A recent note from Berlin-based rating agency Scope points to the weakness across all closed-end funds in 2016, with little prospect of much improvement in 2017. Real estate funds made up 70% of all funds, with office representing the favoured category.

Scope says that in 2016 a total of 24 closed-end public funds with planned equity volume of €1.94bn were licensed by financial watchdog BaFin, in comparison to 31 funds with prospective equity capital of €1.03bn in 2015. By contrast, in 2012 before the new regulations came into force in 2013, funds with €4.2bn in equity were launched.

Scope attributes the stagnation in the sector to negative perceptions of the product in classical sales channels, along with increased competition among investors leading to lower yields.  A separate study by WealthCap among 100 investors over a five-year period (2012-2016) on the German and American markets confirms the steady slide in investor expectations.
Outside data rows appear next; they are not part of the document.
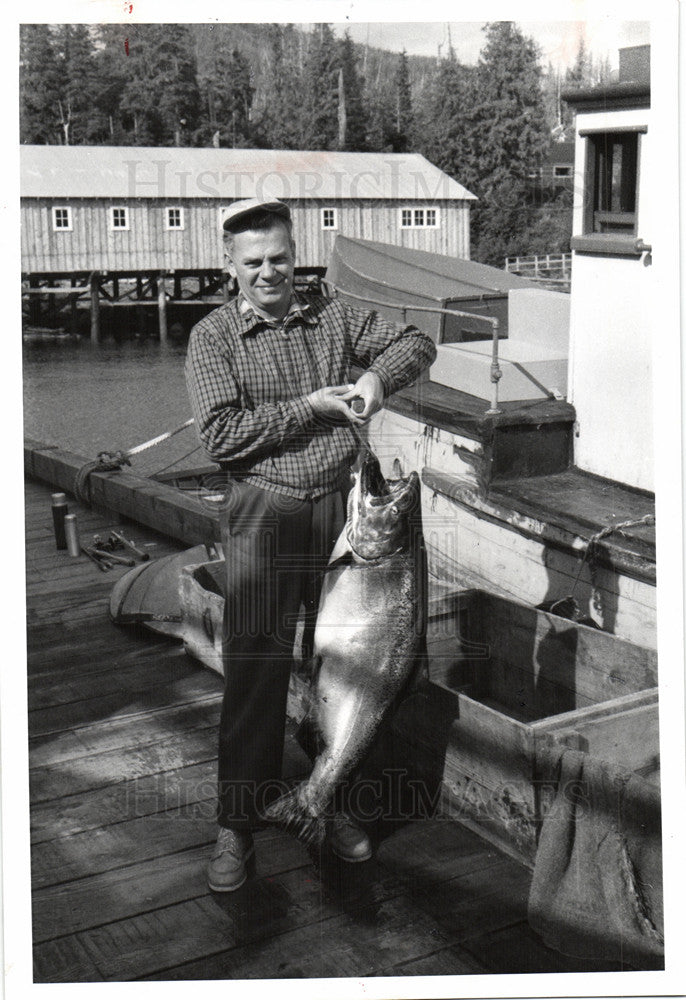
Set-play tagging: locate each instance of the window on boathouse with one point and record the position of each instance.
(61, 218)
(119, 217)
(329, 218)
(174, 218)
(418, 218)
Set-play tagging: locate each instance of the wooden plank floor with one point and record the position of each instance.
(122, 729)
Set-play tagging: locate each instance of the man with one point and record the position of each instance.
(268, 376)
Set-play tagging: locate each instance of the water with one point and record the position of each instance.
(87, 398)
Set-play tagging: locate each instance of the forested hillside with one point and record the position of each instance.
(276, 86)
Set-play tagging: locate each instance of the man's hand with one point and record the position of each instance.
(369, 388)
(333, 401)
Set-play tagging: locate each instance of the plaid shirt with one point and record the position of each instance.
(249, 378)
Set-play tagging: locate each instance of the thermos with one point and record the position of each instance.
(60, 509)
(71, 534)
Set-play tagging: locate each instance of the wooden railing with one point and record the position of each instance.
(548, 267)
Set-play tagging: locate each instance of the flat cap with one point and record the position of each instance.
(247, 206)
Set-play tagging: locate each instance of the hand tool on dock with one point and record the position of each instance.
(111, 557)
(130, 546)
(102, 564)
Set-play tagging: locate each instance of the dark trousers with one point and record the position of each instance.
(276, 549)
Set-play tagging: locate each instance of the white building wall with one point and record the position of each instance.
(613, 324)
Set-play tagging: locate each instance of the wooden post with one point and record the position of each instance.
(34, 303)
(139, 312)
(95, 307)
(162, 307)
(73, 311)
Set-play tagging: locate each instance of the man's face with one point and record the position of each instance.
(263, 262)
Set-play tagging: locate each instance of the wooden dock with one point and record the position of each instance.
(122, 728)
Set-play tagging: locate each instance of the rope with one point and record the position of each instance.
(108, 461)
(570, 608)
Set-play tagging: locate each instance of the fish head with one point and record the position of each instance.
(380, 511)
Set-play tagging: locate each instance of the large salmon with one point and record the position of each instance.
(368, 638)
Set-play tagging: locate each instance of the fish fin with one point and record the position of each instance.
(288, 811)
(308, 737)
(341, 550)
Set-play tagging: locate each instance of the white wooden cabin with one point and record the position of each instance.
(613, 293)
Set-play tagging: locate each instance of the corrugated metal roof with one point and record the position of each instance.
(123, 172)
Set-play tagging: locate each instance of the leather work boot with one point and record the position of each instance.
(228, 868)
(347, 841)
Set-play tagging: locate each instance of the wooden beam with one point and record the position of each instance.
(160, 507)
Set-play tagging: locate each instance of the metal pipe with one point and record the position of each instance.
(496, 372)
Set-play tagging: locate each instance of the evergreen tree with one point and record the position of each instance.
(280, 120)
(160, 95)
(111, 59)
(450, 136)
(41, 85)
(355, 113)
(82, 120)
(226, 94)
(512, 138)
(320, 91)
(578, 74)
(513, 133)
(379, 135)
(403, 106)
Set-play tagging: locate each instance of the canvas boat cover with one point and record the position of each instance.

If in 2012 a fifth of investors were looking for yields of 6% and more, most are now just looking for 5%.

Despite the higher regulatory hurdles, however, not all fund managers are pulling back from the market, as Scope point out. WealthCap itself launched two funds last year with planned equity capital of €217m. Patrizia Grundinvest launched three funds with equity capital of €104m, US-specialist Jamestown came with a €234m new US fund, while Swiss Life Asset Managers – owner of Corpus Sireo, with its comprehensive range of healthcare funds - made a big splash at the end of the year in announcing an ambitious new fund programme.

Of the overall 24 licensed public funds launched last year, 17 are real estate funds, making up 71% of all funds. Other asset classes such as private equity, aircraft, shipping and other specialty funds are viewed as minority products. Scope expects only a slight increase for 2017 of new fund issues, and anticipates further falls in average fund volume.

The WealthCap study also highlights how, for many investors, the key criteria in the meantime are the quality of the asset and its location – with quantitative factors like dividend and yield being viewed as 'hygienic' extra benefits. Also becoming more significant is the number of tenants, with more than half of WealthCap's respondents expressing a preference for assets with multiple tenants, up from 25.6% last year. Only one in ten prefers a single-tenant asset, a big change from 2012 when 40% wanted only a single tenant.